I ran into a surprising result when looking for an integer id number in a pandas column of integers where I knew the number was in the list. I've now boiled this down to a really simple test case that baffles me. I'm clearly missing something really obvious?!

Here is how I reproduced the problem:

import numpy as np
import pandas as pd

# Create two pandas objects; col_2 is an np.int64 
source_series_1 = pd.DataFrame({'col_1': ['a','b','c','d'], 'col_2':np.int64([1, 2, 3, 4])})
source_series_2 = pd.DataFrame({'col_1': ['a','b','c','d'], 'col_2':np.int64([101, 102, 103, 104])})

Now test membership in the these dfs:

# Test membership in pandas series
print(np.int64(2) in source_series_1.col_2)
print(np.int64(102) in source_series_2.col_2)

output:

True
False # ?!
# But! convert to a simple list...
print(np.int64(2) in list(source_series_1.col_2))  
print(np.int64(102) in list(source_series_2.col_2))

output:

True
True

I note I get the same output for both without the explicit cast:

print(2 in source_series_1.col_2) #True
print(102 in source_series_2.col_2) #False

There is clearly something incredibly simple going on that I am just missing/forgetting. I'd love to understand why source_series_2 fails the 'in' test?

2 Answers2

0

Well I think the issue here is with the internal working of the functions.

print(np.int64(2) in source_series_1.col_2)
print(np.int64(102) in source_series_2.col_2)

This looks at the index of the DataFrame/Series (source_series_1.col_2 or source_series_2.col_2) in your case.

Where as

print(np.int64(2) in list(source_series_1.col_2))  
print(np.int64(102) in list(source_series_2.col_2))

is explicitly list search in the values as there is no Index.

How I reached on this conclusion is that if you search for

print(np.int64(2) in source_series_1.col_2)
print(np.int64(2) in source_series_2.col_2)

You'll get

True
True

I hope this helps !

Amit Gupta
  • 2,698
  • 4
  • 24
  • 37
  • Ideally this should have raised the out of index error in the 1st case but I think it is not happening. – Amit Gupta Jun 18 '21 at 17:29
  • 1
    Ahah.

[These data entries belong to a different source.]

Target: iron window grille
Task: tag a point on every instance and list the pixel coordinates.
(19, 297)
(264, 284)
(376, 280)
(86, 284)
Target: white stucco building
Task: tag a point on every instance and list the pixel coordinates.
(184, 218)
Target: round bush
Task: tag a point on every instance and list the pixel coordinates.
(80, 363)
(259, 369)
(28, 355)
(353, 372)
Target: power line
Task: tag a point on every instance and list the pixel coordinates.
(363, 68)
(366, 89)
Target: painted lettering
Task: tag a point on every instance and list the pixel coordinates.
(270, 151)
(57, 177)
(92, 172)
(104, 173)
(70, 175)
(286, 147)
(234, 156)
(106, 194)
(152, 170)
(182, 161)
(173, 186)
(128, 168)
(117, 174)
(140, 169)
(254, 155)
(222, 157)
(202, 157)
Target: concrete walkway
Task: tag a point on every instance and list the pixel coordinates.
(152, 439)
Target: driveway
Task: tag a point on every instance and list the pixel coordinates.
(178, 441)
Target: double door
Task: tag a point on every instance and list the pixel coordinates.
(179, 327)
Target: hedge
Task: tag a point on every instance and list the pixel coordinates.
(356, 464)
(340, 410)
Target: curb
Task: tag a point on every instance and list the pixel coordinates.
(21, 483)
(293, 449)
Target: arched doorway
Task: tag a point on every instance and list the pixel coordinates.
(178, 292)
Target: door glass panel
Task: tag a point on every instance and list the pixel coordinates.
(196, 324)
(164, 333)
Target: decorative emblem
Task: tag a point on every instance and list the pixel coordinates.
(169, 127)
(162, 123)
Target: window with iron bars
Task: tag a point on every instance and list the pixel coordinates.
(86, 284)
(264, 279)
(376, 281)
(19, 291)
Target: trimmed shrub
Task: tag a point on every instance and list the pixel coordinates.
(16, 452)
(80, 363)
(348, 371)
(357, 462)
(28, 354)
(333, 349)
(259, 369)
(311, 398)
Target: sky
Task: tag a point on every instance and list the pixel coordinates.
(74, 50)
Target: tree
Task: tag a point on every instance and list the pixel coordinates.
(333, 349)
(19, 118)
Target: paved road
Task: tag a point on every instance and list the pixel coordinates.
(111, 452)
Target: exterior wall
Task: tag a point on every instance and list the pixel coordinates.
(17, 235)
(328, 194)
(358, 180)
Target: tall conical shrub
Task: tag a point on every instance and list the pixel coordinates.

I never realized it was actually looking at the index. This makes great sense. Can also fix it simply by: `print(np.int64(102) in source_series_2.col_2.values)`. This really helps. – Lawrence LaPointe Jun 18 '21 at 17:42
  • Thanks @Amit Gupta. I knew it was something simple! "in" looks at the index not at the values. Onward. Also worth mentioning that `someseries.isin(target)` would be another way to solve the problem but wanted to understand why the simple case wasn't working. – Lawrence LaPointe Jun 18 '21 at 17:47
  • Yes, I also learned a good thing from this. it was really obvious but never observed. – Amit Gupta Jun 18 '21 at 17:48
0

pd.Series is not meant to work this way with the 'in' operator. For example: This works but it doesnt make sense right?

np.int64(1) in source_series_2.col_2
>>>True
np.int64(2) in source_series_2.col_2
>>>True

But if you look at the actual implementation of what you need to do, you can use this because it does an actual match on the elements.

getattr(source_series_2.col_2,'__eq__')(101)

Output:

0     True
1    False
2    False
3    False
Name: col_2, dtype: bool
Red
  • 110
  • 1
  • 9